My recent choices have led to me dating a kind, good-natured, intelligent, strong, beautiful woman who has practically zero free time to foster a relationship and lives for her job. She takes most dissenting opinions and the slightest negative observations as an attack and has dismissed much of my experience as valuable, all of which makes sense, as I feel she hasn’t really attempted to explore me as a person, mainly because of that whole no free time thing. I fear we are just too different, in our culture, our goals, our expectations, our priorities, and our ways of communication.
Being alone has been difficult these last, oh so many years, but feeling alone, feeling ‘not seen’ while being in a relationship…it’s tearing at my soul. Yet, I’m not ready to give up. We just need time, if we can just make it past the end of this bizarre world of the pandemic, she might see me differently, and I, her. We will have shared experiences beyond the lockdown, beyond our homes. Meet friends, travel, be less stressed, do that whole ‘bonding’ thing. I’m trying here. It’s not something I’m exactly experienced at. And I feel like I’m failing. Me. Her. Us.

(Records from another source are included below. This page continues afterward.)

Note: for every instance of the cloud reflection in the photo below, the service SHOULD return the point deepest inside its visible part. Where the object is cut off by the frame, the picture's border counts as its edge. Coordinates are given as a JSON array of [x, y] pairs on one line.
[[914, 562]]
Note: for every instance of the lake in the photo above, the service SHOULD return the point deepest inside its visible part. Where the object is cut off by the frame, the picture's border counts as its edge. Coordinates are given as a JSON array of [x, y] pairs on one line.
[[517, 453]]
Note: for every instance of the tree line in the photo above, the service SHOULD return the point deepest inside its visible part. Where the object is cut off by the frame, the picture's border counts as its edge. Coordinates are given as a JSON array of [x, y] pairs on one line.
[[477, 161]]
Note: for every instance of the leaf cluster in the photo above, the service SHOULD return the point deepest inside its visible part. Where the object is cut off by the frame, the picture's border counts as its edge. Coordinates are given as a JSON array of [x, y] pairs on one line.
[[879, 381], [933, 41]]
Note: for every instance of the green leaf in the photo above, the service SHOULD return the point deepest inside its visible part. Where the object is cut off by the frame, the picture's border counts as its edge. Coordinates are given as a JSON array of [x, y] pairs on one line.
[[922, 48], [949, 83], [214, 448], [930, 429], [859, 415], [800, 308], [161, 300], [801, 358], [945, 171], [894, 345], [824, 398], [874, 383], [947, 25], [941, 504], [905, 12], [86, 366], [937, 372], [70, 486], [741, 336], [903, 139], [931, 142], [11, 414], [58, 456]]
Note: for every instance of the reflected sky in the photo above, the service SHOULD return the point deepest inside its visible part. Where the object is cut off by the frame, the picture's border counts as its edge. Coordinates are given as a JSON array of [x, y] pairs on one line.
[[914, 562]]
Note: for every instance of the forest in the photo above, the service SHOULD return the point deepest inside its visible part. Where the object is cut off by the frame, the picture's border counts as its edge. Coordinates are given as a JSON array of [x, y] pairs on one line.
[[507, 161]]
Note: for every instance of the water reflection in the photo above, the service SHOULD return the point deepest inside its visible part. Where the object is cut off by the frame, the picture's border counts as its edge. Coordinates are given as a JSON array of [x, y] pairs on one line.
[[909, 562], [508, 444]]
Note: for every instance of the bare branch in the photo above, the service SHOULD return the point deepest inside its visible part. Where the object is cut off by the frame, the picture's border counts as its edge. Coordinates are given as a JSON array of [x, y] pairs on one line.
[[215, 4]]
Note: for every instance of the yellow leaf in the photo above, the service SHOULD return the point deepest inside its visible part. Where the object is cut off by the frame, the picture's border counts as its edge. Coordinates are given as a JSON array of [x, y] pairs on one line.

Last summer, I feel was a pinnacle of many of my Facebook friends losing their collective minds. Once open, understanding friends were venomous and vindictive. Better angels of our nature be damned. I cannot blame them, social media has trained them for years to be this way. Even I was feeling disenchanted in the future of humanity. Still, I was feeling the loss of a community, then I lost a dear friend to cancer. A few weeks later, my mom. Her loss left a hole in my soul. I removed myself from everything and just existed for a while. No one noticed because, pandemic. Then I went on a single date and met a girl, which led me here.
To say it’s been difficult these last few years is beyond an understatement. I know everyone dies. I’ll die one day. I accept this. My stoicism runs deep in this acceptance of death. For me, death is the end for the individual, yet its pain is felt by the living whom their lives have touched. My mom’s loss was expected. And while I mourn the loss of future days with her, it also feels like it was the death of the child Dean. She was my only real touchstone to a carefree, optimistic, extroverted, awkward kid who wanted to be friends with everyone, yet had so few. She was my lifeline in many ways. I guess, no matter how old we get, we never really outgrow the need for a loving parent. Their loss is always too soon.
I guess then, it’s understandable that last year I found myself sinking into the quicksand of apathy.
Joy. My mother had it in spades and with her loss, my joy has dimmed. So, I’m on a quest to get it back. And silliness! And goofballery! And hope. These were all so very strong in me. Once. Eroded away by this villainous adulthood, life and death. But fear not, I know myself, I’ll bounce back from this past year better than ever. Right now, I guess I’m just looking for someone to help me, break off a branch and help get me unstuck. Or at the very least, cheer as I pull myself free.